Richard Clarke, who worked in the State Department under President Reagan, headed up counterterrorism efforts under Presidents Bush 1, Bush 2 and Clinton and was a special advisor to President George W. Bush on cyberterrorism, said (see quote):

I’m not a conspiracy guy. In fact, I’ve spent most of my life knocking down conspiracy theories,” said Clarke, who ran afoul of the second Bush administration when he criticized the decision to invade Iraq after 9/11. “But my rule has always been you don’t knock down a conspiracy theory until you can prove it [wrong]. And in the case of Michael Hastings, what evidence is available publicly is consistent with a car cyber attack. And the problem with that is you can’t prove it.”  

Just to be clear, Clarke is NOT saying that Hastings’ car was hacked, just that it was possible.  Given what we saw on 60 Minutes, that would be hard to argue with.

Also, if that occurred, it would be very unlikely that there was any evidence left behind to prove or disprove the fact.  The circuit boards likely burned up in the ensuing fire.

Could a nation state execute an attack like this – absolutely.  No question.  Richard Clarke said that it was very unlikely that the L.A. police department had the expertise to figure out if the car was hacked – assuming they had any inclination to do so.

I wrote about Senator Markey’s questioning of auto manufacturers on the subject of security (see post) a few weeks ago and only one manufacturer out of 20 responded with anything that remotely dealt with the issue.

What needs to happen is a redesign of the CAN Bus – Bosch has done some work in that area (like CAN FD 1.0) and it can coexist with the old protocols, but adding security would break everything that is already deployed.

That redesign probably won’t happen until a catastrophe occurs.

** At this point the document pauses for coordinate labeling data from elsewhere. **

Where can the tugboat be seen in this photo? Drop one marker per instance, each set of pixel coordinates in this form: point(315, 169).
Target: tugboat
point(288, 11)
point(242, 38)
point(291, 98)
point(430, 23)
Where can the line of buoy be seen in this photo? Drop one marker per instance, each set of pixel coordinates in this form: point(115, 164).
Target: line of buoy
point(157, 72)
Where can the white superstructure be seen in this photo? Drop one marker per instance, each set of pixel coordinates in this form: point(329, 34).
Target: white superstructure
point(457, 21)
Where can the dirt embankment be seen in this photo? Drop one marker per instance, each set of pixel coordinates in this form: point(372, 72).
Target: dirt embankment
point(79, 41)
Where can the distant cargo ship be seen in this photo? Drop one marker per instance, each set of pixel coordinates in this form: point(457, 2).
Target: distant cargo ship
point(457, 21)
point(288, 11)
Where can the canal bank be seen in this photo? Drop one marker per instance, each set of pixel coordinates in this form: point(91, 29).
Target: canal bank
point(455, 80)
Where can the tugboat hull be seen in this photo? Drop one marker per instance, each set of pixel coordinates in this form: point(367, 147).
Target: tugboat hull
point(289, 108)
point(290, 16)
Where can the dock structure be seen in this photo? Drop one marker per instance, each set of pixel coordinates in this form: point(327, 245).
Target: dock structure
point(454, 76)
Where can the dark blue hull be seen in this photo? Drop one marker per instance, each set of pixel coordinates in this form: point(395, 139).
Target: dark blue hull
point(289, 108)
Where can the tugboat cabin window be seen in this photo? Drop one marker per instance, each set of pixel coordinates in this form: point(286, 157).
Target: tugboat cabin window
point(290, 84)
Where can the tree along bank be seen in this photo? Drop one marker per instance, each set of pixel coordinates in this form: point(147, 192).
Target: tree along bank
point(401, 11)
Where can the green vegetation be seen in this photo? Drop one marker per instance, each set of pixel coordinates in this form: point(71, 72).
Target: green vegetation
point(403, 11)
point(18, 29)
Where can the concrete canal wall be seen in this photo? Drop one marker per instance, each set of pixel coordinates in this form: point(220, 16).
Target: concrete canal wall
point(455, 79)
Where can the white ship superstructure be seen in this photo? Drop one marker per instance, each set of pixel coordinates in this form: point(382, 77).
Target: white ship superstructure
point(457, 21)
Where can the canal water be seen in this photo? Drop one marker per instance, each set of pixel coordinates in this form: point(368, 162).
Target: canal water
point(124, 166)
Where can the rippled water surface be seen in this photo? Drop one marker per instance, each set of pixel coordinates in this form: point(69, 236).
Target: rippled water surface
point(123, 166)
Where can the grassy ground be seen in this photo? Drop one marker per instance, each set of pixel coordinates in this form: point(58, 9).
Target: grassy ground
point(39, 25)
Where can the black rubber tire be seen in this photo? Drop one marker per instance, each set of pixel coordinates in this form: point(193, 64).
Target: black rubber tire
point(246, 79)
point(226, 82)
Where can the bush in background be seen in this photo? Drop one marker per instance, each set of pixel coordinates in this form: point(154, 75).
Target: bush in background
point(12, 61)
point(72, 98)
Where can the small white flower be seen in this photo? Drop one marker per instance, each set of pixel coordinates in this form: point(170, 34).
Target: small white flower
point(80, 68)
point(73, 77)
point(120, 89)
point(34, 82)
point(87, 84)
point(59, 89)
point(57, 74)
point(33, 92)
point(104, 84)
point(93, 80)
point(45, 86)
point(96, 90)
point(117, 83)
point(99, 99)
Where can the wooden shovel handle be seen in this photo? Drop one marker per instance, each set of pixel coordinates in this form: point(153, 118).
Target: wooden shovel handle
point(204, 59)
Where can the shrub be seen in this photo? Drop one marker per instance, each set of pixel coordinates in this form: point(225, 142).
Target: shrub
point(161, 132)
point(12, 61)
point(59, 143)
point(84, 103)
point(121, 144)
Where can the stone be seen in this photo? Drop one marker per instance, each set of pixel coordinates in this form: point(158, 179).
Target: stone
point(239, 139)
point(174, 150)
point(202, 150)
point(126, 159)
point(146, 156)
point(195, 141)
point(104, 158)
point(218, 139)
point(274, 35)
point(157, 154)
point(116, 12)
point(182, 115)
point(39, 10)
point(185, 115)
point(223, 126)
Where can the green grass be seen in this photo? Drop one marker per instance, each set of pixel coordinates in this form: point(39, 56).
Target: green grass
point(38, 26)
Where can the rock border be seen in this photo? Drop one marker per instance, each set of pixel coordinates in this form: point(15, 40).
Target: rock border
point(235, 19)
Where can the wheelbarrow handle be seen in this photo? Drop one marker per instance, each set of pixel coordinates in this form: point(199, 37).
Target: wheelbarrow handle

If you car does not have telematics (like GM’s On Star, Toyota’s Safety Connect, Ford’s Sync, Mercedes MBrace or other systems), then the hacker would have to have physical access to your car.  That could be as simple as getting you to play an infected DVD – not very complicated – but the hack shown on 60 Minutes would not have worked.

Finally, there is a privacy concern.  For example, these hackers could turn on the in car microphone and eavesdrop on you – the NSA might be very interested in doing that to terrorists.

I don’t know if the 60 Minutes piece is enough to get the car makers in gear (to avoid the threat of Congress “helping” them), but let’s hope so.